Should I use AI to write outreach at all? Yes. With a humanizer pass and a personal style anchor. Without those, the math is against you.

Will my prospects notice? Probably not. Cornell’s data says humans guess at chance level. The real risk is the inbox provider rejecting the email before recognition is even possible.

Does this hit 1:1 emails or just bulk? Both. Bulk gets hit harder because filter signals compound across the campaign and across the sending domain’s reputation. A single 1:1 email full of em-dashes and “delves” still scores worse than the same idea written cleanly.

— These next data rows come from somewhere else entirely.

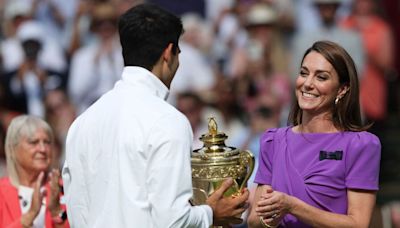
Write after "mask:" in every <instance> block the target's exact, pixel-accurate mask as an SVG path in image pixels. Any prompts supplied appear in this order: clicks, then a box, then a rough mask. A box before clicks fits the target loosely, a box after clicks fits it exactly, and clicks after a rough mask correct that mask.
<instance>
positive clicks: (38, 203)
mask: <svg viewBox="0 0 400 228" xmlns="http://www.w3.org/2000/svg"><path fill="white" fill-rule="evenodd" d="M43 178H44V172H41V173H40V174H39V176H38V178H37V180H36V183H35V187H34V188H33V195H32V203H31V207H30V208H29V210H28V212H27V213H25V214H23V215H22V216H21V225H22V227H32V224H33V221H34V220H35V218H36V216H37V215H38V214H39V212H40V208H41V207H42V199H43V192H41V191H40V188H41V186H42V183H43Z"/></svg>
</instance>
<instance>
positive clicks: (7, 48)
mask: <svg viewBox="0 0 400 228" xmlns="http://www.w3.org/2000/svg"><path fill="white" fill-rule="evenodd" d="M142 2H152V3H155V4H158V5H160V6H163V7H165V8H167V9H169V10H171V11H173V12H174V13H176V14H179V15H180V16H181V18H182V21H183V25H184V29H185V33H184V34H183V36H182V39H181V41H180V49H181V55H180V67H179V69H178V71H177V73H176V76H175V79H174V81H173V82H172V85H171V93H170V96H169V100H168V101H169V102H171V103H172V104H174V105H175V106H176V107H177V109H179V110H180V111H182V112H183V113H184V114H185V115H186V116H187V117H188V119H189V121H190V123H191V125H192V128H193V131H194V148H193V149H196V148H198V147H201V146H202V145H201V142H200V141H199V139H198V138H199V136H200V135H201V134H202V133H205V132H206V131H207V121H206V120H207V118H208V117H210V116H214V117H216V119H217V122H218V124H219V129H221V130H222V131H224V132H225V133H226V134H227V135H228V136H229V138H228V141H227V143H228V144H229V145H231V146H235V147H238V148H240V149H250V150H251V151H252V152H253V153H255V154H256V155H257V153H258V150H259V145H258V139H259V137H260V135H261V133H262V132H263V131H265V130H266V129H268V128H272V127H278V126H284V125H286V120H287V113H288V109H289V105H290V102H291V98H292V96H293V94H291V92H290V91H292V90H291V88H292V86H293V83H294V79H295V78H296V77H297V73H298V68H299V65H300V63H299V61H300V59H301V58H302V56H301V53H304V51H305V49H306V48H308V47H309V46H310V45H311V44H312V43H313V42H314V41H316V40H321V39H324V40H331V41H335V42H337V43H339V44H340V45H342V46H343V47H345V48H346V50H348V52H349V53H350V54H351V56H352V57H353V59H354V60H355V62H356V64H357V69H358V71H359V72H360V83H361V84H360V85H361V88H360V89H361V102H362V104H361V105H362V107H361V108H362V110H363V116H364V119H365V121H367V122H371V121H374V122H375V123H376V126H377V128H375V129H374V130H379V126H380V123H381V122H382V121H384V120H385V118H386V117H387V115H388V110H389V109H390V107H388V103H389V102H388V100H389V98H388V96H389V92H388V85H389V84H390V83H392V82H393V81H394V80H395V79H396V76H397V71H396V67H397V68H398V67H399V66H398V65H399V64H397V65H396V61H397V62H399V59H396V55H395V53H396V52H395V50H396V45H398V43H397V42H396V37H397V38H398V37H399V30H400V29H398V28H397V30H396V28H395V27H393V24H395V22H394V21H393V20H394V18H396V12H394V11H393V9H392V10H391V11H385V10H387V6H388V5H389V6H391V5H390V4H392V5H393V4H397V5H396V6H397V8H398V11H397V14H399V15H400V12H399V11H400V4H399V3H397V1H396V0H393V1H391V0H386V1H377V0H217V1H215V0H203V1H200V0H191V1H178V0H168V1H166V0H153V1H150V0H148V1H145V0H68V1H64V0H0V18H1V20H0V21H1V22H2V24H1V30H0V70H1V71H0V72H1V73H0V81H1V84H0V125H1V127H0V144H2V142H3V141H2V140H4V132H5V129H6V128H7V126H8V124H9V122H10V120H11V119H12V117H14V116H17V115H19V114H32V115H36V116H39V117H42V118H45V119H46V120H47V121H48V122H49V123H50V125H51V126H52V128H53V130H54V133H55V137H56V140H57V142H56V144H55V146H56V148H55V150H54V151H56V155H55V156H56V158H57V159H56V162H54V164H53V167H55V168H59V167H60V166H61V165H62V163H63V160H64V157H63V156H64V154H63V151H64V142H65V136H66V132H67V130H68V128H69V126H70V124H71V123H72V121H73V120H74V119H75V117H76V116H77V115H79V114H80V113H82V112H83V111H84V110H85V109H86V108H87V107H88V106H89V105H90V104H92V103H93V102H95V101H96V100H97V99H98V98H99V97H100V96H101V95H102V94H103V93H104V92H106V91H107V90H109V89H111V88H112V87H113V85H114V83H115V82H116V81H117V80H119V77H120V75H121V72H122V69H123V60H122V55H121V47H120V44H119V40H118V33H117V21H118V17H119V15H121V14H122V13H123V12H124V11H125V10H126V9H128V8H129V7H131V6H132V5H134V4H138V3H142ZM382 3H385V4H382ZM385 6H386V8H385ZM393 6H394V5H393ZM385 12H394V13H392V14H394V16H393V15H392V16H391V15H390V14H387V13H386V14H385ZM397 19H399V17H397ZM397 22H398V21H397ZM112 112H113V110H110V115H112ZM127 130H129V129H127ZM375 133H377V135H378V136H379V132H375ZM4 157H5V155H4V151H3V146H1V148H0V176H2V175H6V173H5V168H4V164H5V163H4V160H5V158H4ZM393 208H395V207H393ZM398 219H399V220H400V218H398ZM398 222H400V221H398Z"/></svg>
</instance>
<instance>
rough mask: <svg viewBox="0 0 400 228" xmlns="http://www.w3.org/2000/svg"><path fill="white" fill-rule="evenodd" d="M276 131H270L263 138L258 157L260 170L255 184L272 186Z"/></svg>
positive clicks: (258, 165)
mask: <svg viewBox="0 0 400 228" xmlns="http://www.w3.org/2000/svg"><path fill="white" fill-rule="evenodd" d="M275 132H276V129H270V130H268V131H266V132H264V134H263V135H262V136H261V139H260V153H259V155H258V169H257V173H256V177H255V178H254V183H258V184H268V185H270V184H271V180H272V157H273V154H274V150H273V149H274V147H273V146H274V144H273V139H274V135H275Z"/></svg>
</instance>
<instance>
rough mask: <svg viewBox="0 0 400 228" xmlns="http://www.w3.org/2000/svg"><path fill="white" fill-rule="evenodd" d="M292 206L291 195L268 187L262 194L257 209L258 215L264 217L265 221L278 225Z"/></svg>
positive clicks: (256, 205)
mask: <svg viewBox="0 0 400 228" xmlns="http://www.w3.org/2000/svg"><path fill="white" fill-rule="evenodd" d="M290 207H291V205H290V196H289V195H287V194H285V193H282V192H278V191H273V190H272V188H268V189H267V191H266V192H264V193H263V194H262V195H261V196H260V200H259V201H258V202H257V205H256V209H255V211H256V213H257V216H259V217H262V218H263V221H264V222H265V223H267V224H270V225H277V224H279V222H280V221H281V220H282V218H283V217H284V216H285V215H286V214H287V213H288V212H289V211H290Z"/></svg>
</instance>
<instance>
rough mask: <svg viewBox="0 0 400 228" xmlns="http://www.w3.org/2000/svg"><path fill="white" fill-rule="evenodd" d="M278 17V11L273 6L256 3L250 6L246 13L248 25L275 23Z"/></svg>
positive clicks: (268, 23)
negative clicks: (248, 9)
mask: <svg viewBox="0 0 400 228" xmlns="http://www.w3.org/2000/svg"><path fill="white" fill-rule="evenodd" d="M277 19H278V15H277V12H276V10H275V9H274V8H273V7H272V6H270V5H269V4H265V3H256V4H254V5H252V6H251V7H250V9H249V11H248V12H247V14H246V25H263V24H273V23H275V22H276V21H277Z"/></svg>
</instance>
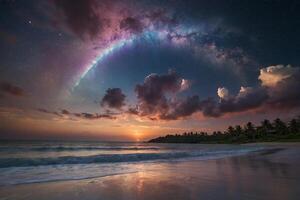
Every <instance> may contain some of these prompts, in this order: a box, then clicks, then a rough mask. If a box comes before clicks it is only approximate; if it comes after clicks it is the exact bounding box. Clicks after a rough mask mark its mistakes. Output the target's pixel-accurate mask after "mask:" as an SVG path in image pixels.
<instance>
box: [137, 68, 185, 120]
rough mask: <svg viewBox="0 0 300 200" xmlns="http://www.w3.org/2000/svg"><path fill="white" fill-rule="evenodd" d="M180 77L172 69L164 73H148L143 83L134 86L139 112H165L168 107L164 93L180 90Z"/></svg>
mask: <svg viewBox="0 0 300 200" xmlns="http://www.w3.org/2000/svg"><path fill="white" fill-rule="evenodd" d="M181 84H182V79H181V78H180V77H179V76H177V74H176V73H175V72H174V71H169V73H168V74H166V75H157V74H150V75H149V76H147V77H146V78H145V80H144V83H143V84H138V85H136V87H135V92H136V94H137V98H138V109H139V112H140V114H142V115H148V114H154V113H156V112H161V113H163V112H166V111H168V109H169V103H168V99H167V98H166V96H165V95H166V93H176V92H178V91H180V89H181Z"/></svg>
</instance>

How do I check if my emails are getting filtered? Send the same template to seed accounts on Gmail, Outlook, Apple Mail, and Microsoft 365. Check spam. If two or more land in junk, kill the campaign and rewrite.

What’s the single fastest thing I can change today? Strip em-dashes and replace them with commas or periods. It’s the simplest, most universal AI tell, and it costs nothing to fix.

Want a second opinion on your outreach

I do free 30-minute discovery calls. Send me your current cold-email template, your reply rate, and your seed-test results. We’ll find what’s actually killing the campaign (the AI tells, the deliverability setup, the targeting, or the offer) and decide what to fix first.

The PubMed numbers, the inbox-filter numbers, and the Reddit numbers all say the same thing. AI is now the default in business writing. The competitive edge moved from “use AI” to “use AI in a way nobody else does.” That’s the harder problem. And the more rewarding one.